Melihat angka ini tentu saya terlebih dahulu berkaca dengan kondisi diri sendiri. Saya lahir dan besar di kultur masyarakat yang sehari-harinya banyak mengkonsumsi protein hewani terutama hasil laut. Di daerah saya, Belitung, bercocok tanam sayur dan buah bukan aktivitas yang umum, kecuali berkebun lada. Oleh sebab itu semasa kecil saya sangat suka sekali ikan dan berbagai jenis tangkapan laut lain sebagai lauk bersantap. Kalau orang Indonesia belum makan tanpa nasi, maka dulu seperti belum makan kalau belum ada ikan, pastinya juga nasi. Konsumsi sayur hanya pelengkap, tidak selalu harus ada. Pola makan seperti ini akhirnya melekat dan terbawa sampai saat ini. Ketika saya akhirnya tahu tentang pentingnya sayur dan buah, saya mulai dengan sadar mencari cara agar bisa minimal mulai merutinkan konsumsi sayur dan buah setiap harinya. Berikut beberapa langkah yang saya lakukan untuk memperbaiki konsumsi buah dan sayur saya sehari-hari :
1. Mulailah dengan alasan yang kuat, Mengapa mengkonsumsi sayur dan buah itu penting ? Jika tidak dilakukan dengan pemahaman yang baik, maka mungkin semangat untuk konsisten menerapkan langkah selanjutnya akan cepat surut
2. Temukan menu berbasis sayur yang kita sukai atau sedikit disukai. Usahakan untuk menyelipkannya di antara menu harian. Misalnya seperti saya, di antara menu sayuran lain saya paling suka pecel bukan pecel lele. Nah, saat itulah saya bisa banyak makan sayur dibanding makan dengan menu lainnya.

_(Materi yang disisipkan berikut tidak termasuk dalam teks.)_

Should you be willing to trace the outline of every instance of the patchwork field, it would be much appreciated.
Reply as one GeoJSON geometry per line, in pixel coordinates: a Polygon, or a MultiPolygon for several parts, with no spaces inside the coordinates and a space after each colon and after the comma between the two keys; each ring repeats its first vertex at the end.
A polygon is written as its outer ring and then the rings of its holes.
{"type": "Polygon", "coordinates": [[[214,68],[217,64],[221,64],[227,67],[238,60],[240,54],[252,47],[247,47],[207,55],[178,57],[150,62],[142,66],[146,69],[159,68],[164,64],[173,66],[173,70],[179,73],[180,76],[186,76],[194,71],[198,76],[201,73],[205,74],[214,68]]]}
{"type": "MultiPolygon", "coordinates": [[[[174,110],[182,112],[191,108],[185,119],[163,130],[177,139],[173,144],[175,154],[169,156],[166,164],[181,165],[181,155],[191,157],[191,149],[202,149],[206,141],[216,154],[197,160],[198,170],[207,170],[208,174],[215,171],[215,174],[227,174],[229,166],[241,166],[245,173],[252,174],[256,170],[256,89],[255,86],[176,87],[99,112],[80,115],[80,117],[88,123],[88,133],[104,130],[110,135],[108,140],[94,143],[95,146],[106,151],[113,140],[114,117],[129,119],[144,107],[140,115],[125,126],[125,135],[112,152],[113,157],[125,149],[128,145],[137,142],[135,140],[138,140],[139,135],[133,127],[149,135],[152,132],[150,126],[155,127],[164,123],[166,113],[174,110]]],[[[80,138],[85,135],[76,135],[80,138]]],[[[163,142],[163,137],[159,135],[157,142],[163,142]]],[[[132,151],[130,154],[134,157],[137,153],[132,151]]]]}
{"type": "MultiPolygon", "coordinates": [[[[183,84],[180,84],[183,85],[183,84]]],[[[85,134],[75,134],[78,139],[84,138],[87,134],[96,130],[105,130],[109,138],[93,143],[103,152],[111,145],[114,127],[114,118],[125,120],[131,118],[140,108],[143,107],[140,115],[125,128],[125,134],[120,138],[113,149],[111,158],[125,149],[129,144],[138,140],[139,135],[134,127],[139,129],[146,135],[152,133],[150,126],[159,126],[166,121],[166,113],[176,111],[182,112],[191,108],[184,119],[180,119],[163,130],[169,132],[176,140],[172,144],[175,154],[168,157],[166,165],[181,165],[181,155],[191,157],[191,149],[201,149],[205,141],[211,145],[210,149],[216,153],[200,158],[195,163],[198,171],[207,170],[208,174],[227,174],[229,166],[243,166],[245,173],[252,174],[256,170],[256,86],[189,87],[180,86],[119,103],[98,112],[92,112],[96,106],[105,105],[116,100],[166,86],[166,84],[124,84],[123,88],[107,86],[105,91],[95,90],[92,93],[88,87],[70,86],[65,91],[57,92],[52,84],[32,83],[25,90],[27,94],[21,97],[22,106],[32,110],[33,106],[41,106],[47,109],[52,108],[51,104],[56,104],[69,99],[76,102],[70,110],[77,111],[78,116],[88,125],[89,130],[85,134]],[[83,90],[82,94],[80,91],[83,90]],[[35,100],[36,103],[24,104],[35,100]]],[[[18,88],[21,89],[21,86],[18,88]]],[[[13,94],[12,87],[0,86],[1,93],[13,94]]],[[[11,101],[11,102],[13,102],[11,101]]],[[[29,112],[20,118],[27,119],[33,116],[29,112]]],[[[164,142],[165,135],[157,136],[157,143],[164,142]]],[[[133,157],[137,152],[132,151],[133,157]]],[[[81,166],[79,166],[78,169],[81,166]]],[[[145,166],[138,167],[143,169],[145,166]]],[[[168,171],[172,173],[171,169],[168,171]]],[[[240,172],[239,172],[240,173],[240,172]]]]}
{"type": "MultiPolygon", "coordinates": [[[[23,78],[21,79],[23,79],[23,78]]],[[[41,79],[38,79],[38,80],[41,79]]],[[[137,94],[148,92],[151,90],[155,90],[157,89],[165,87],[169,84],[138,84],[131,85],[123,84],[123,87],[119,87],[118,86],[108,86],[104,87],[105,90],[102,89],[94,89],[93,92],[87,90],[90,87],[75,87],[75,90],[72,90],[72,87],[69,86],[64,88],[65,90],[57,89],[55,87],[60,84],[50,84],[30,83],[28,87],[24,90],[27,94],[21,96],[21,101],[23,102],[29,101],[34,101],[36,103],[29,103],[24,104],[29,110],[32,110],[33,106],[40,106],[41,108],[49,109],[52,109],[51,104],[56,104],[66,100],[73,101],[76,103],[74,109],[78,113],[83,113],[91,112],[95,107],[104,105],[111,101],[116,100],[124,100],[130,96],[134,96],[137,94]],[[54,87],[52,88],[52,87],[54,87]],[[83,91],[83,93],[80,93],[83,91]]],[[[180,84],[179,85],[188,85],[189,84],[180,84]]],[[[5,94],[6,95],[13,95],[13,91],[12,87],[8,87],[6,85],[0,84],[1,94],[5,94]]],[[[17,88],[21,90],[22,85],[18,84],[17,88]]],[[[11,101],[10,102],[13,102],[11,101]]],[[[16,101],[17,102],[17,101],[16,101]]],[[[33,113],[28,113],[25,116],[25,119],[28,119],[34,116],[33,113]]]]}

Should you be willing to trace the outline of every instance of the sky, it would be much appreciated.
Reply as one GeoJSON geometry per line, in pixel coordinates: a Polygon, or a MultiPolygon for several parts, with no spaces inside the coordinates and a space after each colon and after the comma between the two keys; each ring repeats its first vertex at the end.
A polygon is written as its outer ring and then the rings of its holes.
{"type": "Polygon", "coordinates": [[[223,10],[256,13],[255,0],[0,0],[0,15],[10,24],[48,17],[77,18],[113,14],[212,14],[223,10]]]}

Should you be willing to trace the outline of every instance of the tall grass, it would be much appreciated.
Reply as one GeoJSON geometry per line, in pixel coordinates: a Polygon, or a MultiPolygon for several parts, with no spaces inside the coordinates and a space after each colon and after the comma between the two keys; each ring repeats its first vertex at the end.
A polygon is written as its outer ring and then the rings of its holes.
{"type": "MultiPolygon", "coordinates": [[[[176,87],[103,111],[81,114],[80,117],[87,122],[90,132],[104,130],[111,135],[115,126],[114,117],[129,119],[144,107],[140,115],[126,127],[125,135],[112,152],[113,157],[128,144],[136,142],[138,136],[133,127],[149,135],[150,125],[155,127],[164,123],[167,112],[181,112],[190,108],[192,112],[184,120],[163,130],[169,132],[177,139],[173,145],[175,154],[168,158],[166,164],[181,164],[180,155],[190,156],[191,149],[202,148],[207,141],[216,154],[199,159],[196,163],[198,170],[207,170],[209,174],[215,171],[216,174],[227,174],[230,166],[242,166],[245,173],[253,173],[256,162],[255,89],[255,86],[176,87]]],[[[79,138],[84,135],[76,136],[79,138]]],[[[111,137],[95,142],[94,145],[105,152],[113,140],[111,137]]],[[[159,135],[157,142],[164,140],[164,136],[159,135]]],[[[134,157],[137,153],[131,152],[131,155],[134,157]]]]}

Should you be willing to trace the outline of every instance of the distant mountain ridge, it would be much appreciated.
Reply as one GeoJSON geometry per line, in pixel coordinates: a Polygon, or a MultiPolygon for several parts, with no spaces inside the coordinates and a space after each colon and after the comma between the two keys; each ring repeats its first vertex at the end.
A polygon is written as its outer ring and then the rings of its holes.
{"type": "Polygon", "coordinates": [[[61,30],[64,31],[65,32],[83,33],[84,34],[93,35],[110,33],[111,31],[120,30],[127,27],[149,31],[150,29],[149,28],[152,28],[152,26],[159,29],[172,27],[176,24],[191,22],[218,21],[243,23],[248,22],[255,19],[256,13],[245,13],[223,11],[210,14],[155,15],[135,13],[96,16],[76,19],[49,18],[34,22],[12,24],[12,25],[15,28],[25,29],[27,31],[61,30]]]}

3. Buat makanan olahan berbasis sayur. Mungkin setelah diolah dengan berbagai citabrasa baru kita bisa makan sayur lebih banyak, menu kreatif bisa jadi solusinya. Saat ini banyak dikembangkan menu berbasis vegetarian namun tampilannya layaknya menu normal lainnya, bisa berbentuk pizza, kebab, mie dan lainnya. Untuk buah biasanya jika bosan dikonsumsi langsung bisa dikreasikan dengan membuat jus atau smoothies.
4. Setelah kita menemukan beberapa menu yang sudah pas di lidah, masukkan ke menu mingguan dengan variasi yang diinginkan. Mulailah untuk jadi kebiasaan.

Nah mungkin langsung muncul pertanyaan, apa mungkin kita hidup tanpa makan sayur atau makan daging ? Mereka yang hidup tanpa makan daging atau pangan hewani (vegetarian) sebenarnya bisa. Pun sebaliknya. Ada suatu suku Inuit di Kanada bagian utara yang hidup di daerah salju yang sangat sulit untuk bercocok tanam seperti sayur-sayuran, sehingga makanan utamanya adalah pangan hewani. Ini soal keseimbangan dan nutrisi tertentu yang kita peroleh dari makanan. Vegan misalnya cendrung rentan kekurangan vitamin B12, zat besi, zinc, dan kalsium. Sementara itu, tanpa diet sayur, kita juga akan kekurangan asupan serat dan karbohidrat. Nah, dengan memiliki sumber makanan beragam, maka nutrisi kita akan mudah terpenuhi. Siap untuk makan sayur dan buah cukup ?!!